A $4,5-billion poker game between diamond trader De Beers and the world’s biggest diamond mine, Argyle, will come to a head during the next seven months.
Argyle of Australia — part-owned by Britain’s RTZ mining conglomerate — walked out of De Beers’ marketing cartel this month, a move some saw as the beginning of the end of De Beers’ control of the $4,5-billion international diamond market.
Argyle is gambling that demand for its own high- volume, low-value stones will pick up, particularly in emerging markets such as India, China and the former Soviet Union.
It has just seven months before it has to decide whether or not to ask investors for $1-billion or more to transform its open-cast operations into an underground drilling operation. Should its break-out from De Beers’ Central Selling Organisation (CSO) lead to further depression in the price of low-grade diamonds, Argyle may be forced to return to the fold.
But success for Argyle’s go-it-alone strategy would clearly influence other big players to leave the CSO. In particular, BHP, the Australian multinational, is a key factor in the game.
It has won permission from the Canadian environmental authorities to begin diamond operations in the Northwest Territories, which will require an investment of Can$1,2-billion.
These operations are unlikely to bear fruit before 2000, by which time success for Argyle may tempt BHP not to market its stones through the CSO but to join Argyle in selling its stones on the open market.
The parting between Argyle and De Beers was triggered by the CSO’s decision, in view of changing social patterns and growing inequality in the industrial world, to re-weight its pricing strategy, increasing the price of more expensive stones while lowering that of cheaper “Indian goods”.

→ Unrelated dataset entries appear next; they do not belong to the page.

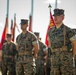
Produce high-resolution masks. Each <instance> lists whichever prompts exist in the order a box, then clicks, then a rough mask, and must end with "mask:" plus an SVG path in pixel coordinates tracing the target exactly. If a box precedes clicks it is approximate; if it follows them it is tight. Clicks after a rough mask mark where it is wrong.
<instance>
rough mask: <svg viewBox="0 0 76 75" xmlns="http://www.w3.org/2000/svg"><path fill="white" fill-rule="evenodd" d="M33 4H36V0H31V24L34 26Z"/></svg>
mask: <svg viewBox="0 0 76 75" xmlns="http://www.w3.org/2000/svg"><path fill="white" fill-rule="evenodd" d="M33 5H34V0H31V16H32V24H31V26H32V27H33Z"/></svg>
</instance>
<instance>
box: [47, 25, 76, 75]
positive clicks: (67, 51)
mask: <svg viewBox="0 0 76 75" xmlns="http://www.w3.org/2000/svg"><path fill="white" fill-rule="evenodd" d="M64 26H65V25H64V24H63V25H61V27H60V28H58V29H57V28H56V26H54V27H53V28H52V29H50V30H49V32H48V35H49V41H50V43H51V52H52V55H51V73H52V74H53V75H74V74H73V73H74V71H73V68H74V67H73V54H72V50H71V49H72V44H71V41H70V38H71V37H72V36H74V35H75V34H76V33H75V32H74V31H73V30H72V29H70V28H69V27H67V26H65V33H66V34H65V46H67V49H66V50H65V51H63V50H62V51H61V49H59V48H62V47H63V46H64ZM54 50H56V51H54Z"/></svg>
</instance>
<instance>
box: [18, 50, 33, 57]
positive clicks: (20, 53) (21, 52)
mask: <svg viewBox="0 0 76 75" xmlns="http://www.w3.org/2000/svg"><path fill="white" fill-rule="evenodd" d="M18 55H19V56H22V55H27V56H28V55H32V52H30V51H23V52H18Z"/></svg>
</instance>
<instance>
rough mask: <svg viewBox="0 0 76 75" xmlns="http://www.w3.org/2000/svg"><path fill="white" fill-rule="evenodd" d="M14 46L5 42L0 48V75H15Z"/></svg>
mask: <svg viewBox="0 0 76 75" xmlns="http://www.w3.org/2000/svg"><path fill="white" fill-rule="evenodd" d="M16 53H17V51H16V45H15V44H14V43H13V42H10V43H9V44H8V43H7V42H6V43H4V45H3V47H2V75H7V72H8V75H15V74H16V72H15V55H16Z"/></svg>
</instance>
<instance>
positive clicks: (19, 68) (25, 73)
mask: <svg viewBox="0 0 76 75" xmlns="http://www.w3.org/2000/svg"><path fill="white" fill-rule="evenodd" d="M16 42H17V45H18V60H17V63H16V64H17V65H16V73H17V75H33V66H32V64H33V55H32V50H33V44H36V43H37V38H36V36H35V35H33V34H32V33H31V32H28V31H27V32H26V34H22V33H21V34H19V35H18V37H17V39H16Z"/></svg>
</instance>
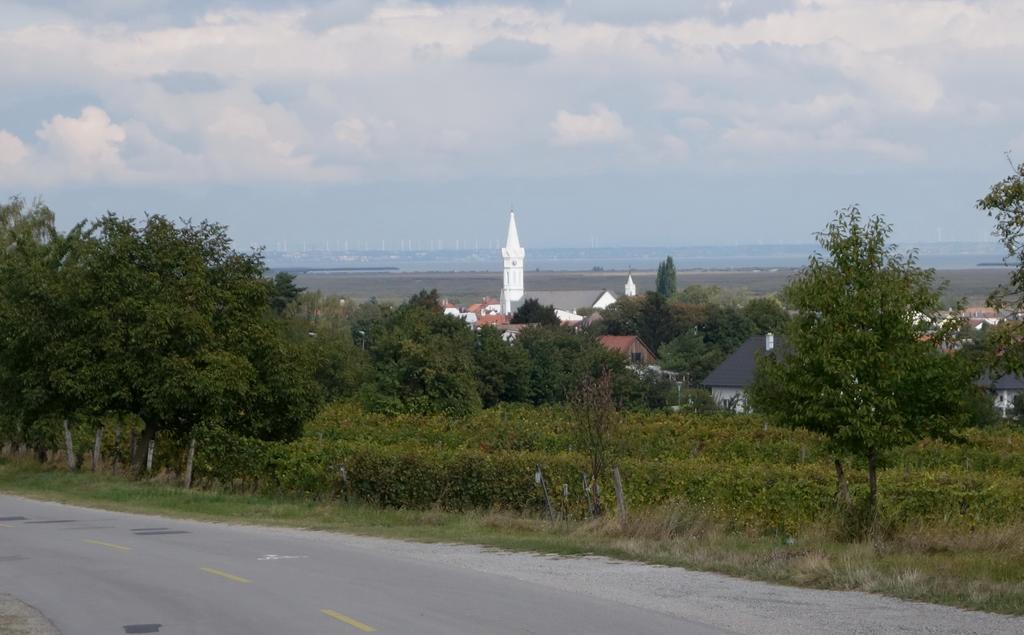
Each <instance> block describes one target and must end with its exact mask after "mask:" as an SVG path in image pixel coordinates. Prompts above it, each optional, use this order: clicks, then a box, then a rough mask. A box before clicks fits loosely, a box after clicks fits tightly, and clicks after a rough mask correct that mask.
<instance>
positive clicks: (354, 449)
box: [196, 405, 1024, 532]
mask: <svg viewBox="0 0 1024 635" xmlns="http://www.w3.org/2000/svg"><path fill="white" fill-rule="evenodd" d="M567 425H568V423H567V417H566V414H565V413H564V412H563V411H561V410H559V409H555V408H552V409H547V408H545V409H539V408H529V407H513V408H507V409H492V410H488V411H484V412H482V413H480V414H478V415H476V416H474V417H472V418H470V419H464V420H459V419H450V418H443V417H417V416H408V415H406V416H396V417H385V416H381V415H374V414H367V413H364V412H361V411H360V410H358V409H357V408H353V407H350V406H343V405H342V406H335V407H331V408H329V409H326V410H325V411H324V412H323V413H322V414H321V415H319V417H317V418H316V420H314V421H313V422H312V423H311V424H310V425H309V426H308V427H307V431H306V434H305V436H303V437H302V438H300V439H298V440H296V441H292V442H287V443H286V442H266V441H259V440H255V439H251V438H241V437H236V436H232V435H230V434H228V433H226V432H224V431H223V430H219V429H217V428H211V429H207V430H205V431H204V433H203V437H202V439H201V441H200V444H199V446H200V449H201V450H200V452H199V456H198V458H197V466H196V469H197V477H198V478H199V479H200V481H201V482H206V483H219V484H220V485H222V486H231V488H241V489H246V490H250V491H259V492H267V493H284V494H292V495H299V496H304V497H311V498H317V499H334V498H352V499H355V500H361V501H366V502H369V503H372V504H376V505H382V506H388V507H407V508H431V507H435V508H440V509H445V510H466V509H493V508H501V509H510V510H518V511H530V512H543V511H544V509H545V508H544V494H543V491H542V489H541V488H540V486H539V485H538V484H537V482H536V481H535V472H536V470H537V468H538V467H540V468H541V470H542V472H543V474H544V476H545V479H546V481H547V483H548V486H549V495H550V497H551V500H552V503H553V506H554V507H555V509H556V511H558V512H559V513H563V514H566V515H568V516H569V517H582V516H583V515H584V514H585V511H586V509H587V505H586V501H585V493H584V489H583V474H584V473H585V470H586V466H587V465H588V462H587V460H586V457H585V456H584V455H583V454H581V453H580V452H578V451H577V450H575V449H573V448H572V447H571V441H570V440H569V439H570V438H571V435H570V434H568V433H567ZM622 437H623V438H622V439H621V440H622V442H621V443H620V446H618V448H617V449H616V454H615V456H616V459H615V463H616V464H617V465H618V466H620V467H621V470H622V474H623V479H624V481H625V491H626V497H627V500H628V502H629V504H630V505H631V506H633V507H635V508H637V507H649V506H656V505H664V504H668V503H672V502H675V501H680V502H685V503H687V504H689V505H691V506H697V507H699V508H700V509H702V510H703V511H705V512H706V513H707V514H709V515H710V516H714V517H716V518H719V519H720V520H722V521H723V522H726V523H729V524H732V525H734V526H737V527H742V528H750V530H759V531H777V532H794V531H796V530H797V528H799V527H800V526H802V525H805V524H807V523H809V522H812V521H814V520H816V519H819V518H821V517H822V516H823V515H826V514H829V513H831V512H833V511H834V510H835V490H836V483H835V474H834V472H833V468H831V463H830V460H829V457H828V456H827V453H826V452H825V450H824V443H823V441H822V440H821V439H820V438H819V437H816V436H815V435H813V434H809V433H806V432H800V431H793V430H786V429H781V428H775V427H770V426H769V427H767V428H766V427H765V426H763V424H762V422H761V420H759V419H757V418H753V417H732V416H699V415H647V416H642V415H635V416H634V415H631V416H630V417H629V419H628V421H627V425H625V426H623V431H622ZM1022 447H1024V435H1022V434H1021V433H1020V432H1018V431H1014V430H1010V429H999V430H989V431H972V432H970V433H969V434H968V435H967V438H966V439H965V441H963V442H961V443H949V442H942V443H940V442H936V441H928V442H923V443H920V444H919V446H914V447H912V448H909V449H906V450H905V451H904V452H903V453H902V454H894V455H893V456H891V457H889V458H888V462H889V464H890V465H891V467H890V468H889V469H887V470H885V471H884V473H883V474H882V477H881V481H882V488H883V490H882V505H883V511H884V512H885V513H886V515H887V517H889V518H890V519H892V520H893V521H895V522H910V521H920V522H941V523H945V524H955V525H964V526H971V527H973V526H981V525H991V524H998V523H1004V522H1010V521H1019V520H1021V519H1024V472H1022V471H1021V469H1020V462H1021V457H1020V448H1022ZM965 464H967V465H965ZM848 477H849V479H850V481H851V483H852V490H853V494H854V495H855V496H860V495H862V494H863V492H862V490H863V486H862V485H861V484H860V483H862V482H864V481H865V479H866V477H865V474H864V473H863V467H862V466H861V467H856V466H854V467H853V468H852V469H851V470H850V471H849V473H848ZM602 485H603V486H604V490H603V492H602V495H601V496H602V498H604V499H605V500H604V503H605V508H606V509H613V504H612V493H611V488H610V482H603V483H602Z"/></svg>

Argyle, despite its record output, produced just 6% of CSO sales by value; half its stones are used for industrial purposes, the other half feature mainly in cheap types of jewellery.
On the surface, the CSO was unruffled when Argyle walked out. But it is thought De Beers believes its absence from the cartel sets an unfortunate precedent; it has seen defections before and is keen for Argyle to return to the CSO.